The European Union pledged to fight discrimination and domestic violence against women, and to promote women's participation in political life.

“Around the world women continue to suffer horrific domestic violence, discrimination and persecution. Protecting women's rights and empowering them as decision-makers are fundamental principles of the European Union's work across the globe,” EU External Relations Commissioner Benita Ferrero-Waldner said.

While gender gaps in employment and education are narrowing, the pay gap remains around 15 per cent across the 27-nation EU. Women account for just 32 per cent of managers, 10 per cent of board members and three per cent of CEOs of large companies in the region.

In Bangladesh, male celebrities, athletes and students pledged to fight acid attacks, which generally target women and are carried out by men.

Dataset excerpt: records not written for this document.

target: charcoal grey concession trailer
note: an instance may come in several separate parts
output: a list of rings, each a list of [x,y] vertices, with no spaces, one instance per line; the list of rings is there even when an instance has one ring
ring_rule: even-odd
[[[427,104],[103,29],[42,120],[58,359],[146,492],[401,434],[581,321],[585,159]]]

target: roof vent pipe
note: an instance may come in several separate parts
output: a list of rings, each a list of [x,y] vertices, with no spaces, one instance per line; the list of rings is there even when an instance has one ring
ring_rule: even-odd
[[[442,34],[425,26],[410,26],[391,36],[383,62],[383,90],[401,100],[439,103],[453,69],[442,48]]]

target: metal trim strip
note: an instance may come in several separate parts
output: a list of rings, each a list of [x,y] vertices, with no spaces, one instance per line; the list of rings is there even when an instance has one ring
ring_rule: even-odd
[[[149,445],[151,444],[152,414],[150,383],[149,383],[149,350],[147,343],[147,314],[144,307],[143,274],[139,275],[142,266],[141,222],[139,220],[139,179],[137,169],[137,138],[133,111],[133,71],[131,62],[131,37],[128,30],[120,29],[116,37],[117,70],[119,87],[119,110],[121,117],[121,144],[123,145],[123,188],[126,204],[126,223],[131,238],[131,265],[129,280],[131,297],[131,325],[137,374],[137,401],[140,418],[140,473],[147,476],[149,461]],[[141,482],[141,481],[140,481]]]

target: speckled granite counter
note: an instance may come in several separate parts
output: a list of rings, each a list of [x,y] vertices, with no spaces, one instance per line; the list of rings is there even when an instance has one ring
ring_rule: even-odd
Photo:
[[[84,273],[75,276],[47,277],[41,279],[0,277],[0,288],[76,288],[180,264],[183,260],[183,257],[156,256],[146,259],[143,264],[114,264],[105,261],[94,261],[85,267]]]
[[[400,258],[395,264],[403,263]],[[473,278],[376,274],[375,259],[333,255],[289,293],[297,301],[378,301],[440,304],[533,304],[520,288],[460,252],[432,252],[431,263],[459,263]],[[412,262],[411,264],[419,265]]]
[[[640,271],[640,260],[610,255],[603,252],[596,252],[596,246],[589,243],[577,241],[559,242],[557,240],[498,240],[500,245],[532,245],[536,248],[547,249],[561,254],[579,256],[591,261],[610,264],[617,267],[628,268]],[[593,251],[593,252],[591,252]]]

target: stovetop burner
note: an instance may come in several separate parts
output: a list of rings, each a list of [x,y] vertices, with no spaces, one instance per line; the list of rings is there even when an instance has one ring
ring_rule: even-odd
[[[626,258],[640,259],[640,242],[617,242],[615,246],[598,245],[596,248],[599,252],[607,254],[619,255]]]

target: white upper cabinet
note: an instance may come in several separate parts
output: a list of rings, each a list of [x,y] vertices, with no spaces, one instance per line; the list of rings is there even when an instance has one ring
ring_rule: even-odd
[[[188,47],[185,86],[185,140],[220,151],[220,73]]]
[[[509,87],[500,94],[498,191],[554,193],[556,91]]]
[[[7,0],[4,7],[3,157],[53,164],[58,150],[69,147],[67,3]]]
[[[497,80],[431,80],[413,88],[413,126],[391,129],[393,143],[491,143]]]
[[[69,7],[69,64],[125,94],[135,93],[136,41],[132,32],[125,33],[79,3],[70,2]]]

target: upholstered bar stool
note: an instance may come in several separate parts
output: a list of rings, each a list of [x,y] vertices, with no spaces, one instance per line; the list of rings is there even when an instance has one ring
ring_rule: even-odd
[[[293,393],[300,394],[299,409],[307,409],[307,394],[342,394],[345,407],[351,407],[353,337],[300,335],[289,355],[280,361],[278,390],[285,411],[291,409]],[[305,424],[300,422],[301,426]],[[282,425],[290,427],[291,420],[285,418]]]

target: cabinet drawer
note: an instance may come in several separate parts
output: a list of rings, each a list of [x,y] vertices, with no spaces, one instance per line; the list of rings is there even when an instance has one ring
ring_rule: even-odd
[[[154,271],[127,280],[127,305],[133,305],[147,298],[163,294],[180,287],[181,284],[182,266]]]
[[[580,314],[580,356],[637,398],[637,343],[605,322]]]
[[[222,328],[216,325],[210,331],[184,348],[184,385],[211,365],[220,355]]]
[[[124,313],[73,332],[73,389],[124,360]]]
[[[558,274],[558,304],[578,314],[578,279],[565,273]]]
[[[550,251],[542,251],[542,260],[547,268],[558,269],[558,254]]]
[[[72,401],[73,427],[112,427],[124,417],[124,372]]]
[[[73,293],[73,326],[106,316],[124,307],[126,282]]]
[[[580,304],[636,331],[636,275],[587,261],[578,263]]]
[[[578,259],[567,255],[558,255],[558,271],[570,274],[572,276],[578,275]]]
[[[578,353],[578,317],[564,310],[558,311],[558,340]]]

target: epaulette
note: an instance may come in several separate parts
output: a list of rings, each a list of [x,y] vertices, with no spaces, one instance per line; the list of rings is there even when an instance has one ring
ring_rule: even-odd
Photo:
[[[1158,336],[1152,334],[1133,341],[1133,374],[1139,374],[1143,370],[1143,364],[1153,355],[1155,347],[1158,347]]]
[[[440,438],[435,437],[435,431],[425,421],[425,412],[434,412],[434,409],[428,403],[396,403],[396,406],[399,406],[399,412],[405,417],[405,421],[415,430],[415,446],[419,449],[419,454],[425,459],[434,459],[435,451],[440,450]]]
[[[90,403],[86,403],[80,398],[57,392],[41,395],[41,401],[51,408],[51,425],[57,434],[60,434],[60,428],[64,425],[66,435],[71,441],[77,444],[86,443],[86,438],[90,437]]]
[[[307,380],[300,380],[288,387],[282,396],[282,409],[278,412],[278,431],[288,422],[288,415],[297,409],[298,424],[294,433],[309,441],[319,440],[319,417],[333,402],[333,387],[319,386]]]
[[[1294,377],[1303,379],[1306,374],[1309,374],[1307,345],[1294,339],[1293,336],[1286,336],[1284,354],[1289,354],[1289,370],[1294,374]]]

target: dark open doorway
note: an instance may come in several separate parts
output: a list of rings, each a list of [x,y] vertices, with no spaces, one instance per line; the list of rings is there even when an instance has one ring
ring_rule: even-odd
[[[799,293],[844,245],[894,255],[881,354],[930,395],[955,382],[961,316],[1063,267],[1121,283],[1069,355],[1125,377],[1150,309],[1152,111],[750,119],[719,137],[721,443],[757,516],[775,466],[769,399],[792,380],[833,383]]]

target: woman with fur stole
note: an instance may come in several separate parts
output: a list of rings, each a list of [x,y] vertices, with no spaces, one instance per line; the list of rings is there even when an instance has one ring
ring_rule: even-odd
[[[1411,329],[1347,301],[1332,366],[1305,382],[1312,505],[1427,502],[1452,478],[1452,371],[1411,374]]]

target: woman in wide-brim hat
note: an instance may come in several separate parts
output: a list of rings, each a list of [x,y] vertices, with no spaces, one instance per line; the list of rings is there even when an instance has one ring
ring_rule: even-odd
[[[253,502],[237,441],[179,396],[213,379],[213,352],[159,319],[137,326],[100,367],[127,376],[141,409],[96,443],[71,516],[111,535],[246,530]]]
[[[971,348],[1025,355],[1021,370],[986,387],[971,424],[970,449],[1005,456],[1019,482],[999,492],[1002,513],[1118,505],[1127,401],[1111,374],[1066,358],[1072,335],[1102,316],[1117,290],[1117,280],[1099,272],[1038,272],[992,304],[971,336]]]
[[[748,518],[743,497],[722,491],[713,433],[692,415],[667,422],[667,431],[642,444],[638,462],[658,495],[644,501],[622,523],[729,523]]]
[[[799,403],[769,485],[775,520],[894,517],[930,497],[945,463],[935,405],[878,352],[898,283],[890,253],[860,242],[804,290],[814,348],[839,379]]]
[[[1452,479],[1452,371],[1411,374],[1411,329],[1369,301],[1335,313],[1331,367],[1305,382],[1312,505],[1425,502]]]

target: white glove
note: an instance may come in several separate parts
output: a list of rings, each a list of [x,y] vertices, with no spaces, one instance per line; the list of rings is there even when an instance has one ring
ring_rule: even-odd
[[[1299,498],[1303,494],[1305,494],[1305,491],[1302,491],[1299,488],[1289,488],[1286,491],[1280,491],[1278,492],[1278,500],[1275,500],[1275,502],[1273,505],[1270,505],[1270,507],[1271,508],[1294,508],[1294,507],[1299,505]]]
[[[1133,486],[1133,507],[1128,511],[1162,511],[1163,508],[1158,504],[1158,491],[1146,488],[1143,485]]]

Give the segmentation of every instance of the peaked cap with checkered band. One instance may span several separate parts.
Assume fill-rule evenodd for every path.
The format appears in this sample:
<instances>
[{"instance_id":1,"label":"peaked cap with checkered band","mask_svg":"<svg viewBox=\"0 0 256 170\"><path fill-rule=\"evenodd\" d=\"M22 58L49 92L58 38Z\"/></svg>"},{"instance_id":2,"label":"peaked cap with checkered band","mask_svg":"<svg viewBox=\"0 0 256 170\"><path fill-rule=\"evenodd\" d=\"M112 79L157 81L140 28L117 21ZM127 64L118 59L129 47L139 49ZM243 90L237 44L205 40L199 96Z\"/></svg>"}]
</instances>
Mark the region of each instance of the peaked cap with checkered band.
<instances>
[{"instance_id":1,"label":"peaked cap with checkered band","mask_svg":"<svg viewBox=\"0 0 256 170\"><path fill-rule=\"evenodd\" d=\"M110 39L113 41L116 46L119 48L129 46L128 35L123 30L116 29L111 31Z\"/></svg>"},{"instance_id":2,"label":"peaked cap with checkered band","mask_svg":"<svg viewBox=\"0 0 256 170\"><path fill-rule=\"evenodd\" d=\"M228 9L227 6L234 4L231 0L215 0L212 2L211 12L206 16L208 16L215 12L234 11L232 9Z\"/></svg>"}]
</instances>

The attacks most often involve flesh-burning acid thrown onto young women's faces or bodies by spurned suitors or angry husbands, according to the Acid Survivors Foundation.

The assaults disfigure, maim or kill dozens of people a year in poverty-ridden Bangladesh.

“We hope that not one more face gets burned by acid ever again,” said the group's executive director, Monira Rahman.

Bangladesh President Iajuddin Ahmed vowed to punish abusers of women and children, and said national development requires the involvement of women and ensuring their rights in the family and society.

The Muslim-majority nation has been ruled by female prime ministers for the past 15 years, but women still suffer from high levels of violence, and poor levels of health, nutrition and education, rights groups say.

Japanese Prime Minister Shinzo Abe said Thursday that ruling party legislators would conduct a fresh investigation into the military's use of brothels during Second World War . Last week, he triggered outrage across Asia by saying there was no proof that thousands of women had been coerced into prostitution.

Historians say as many as 200,000 women ­ mostly from Korea, China, Southeast Asia and Japan ­ worked in Japanese military brothels throughout Asia in the 1930s and ‘40s.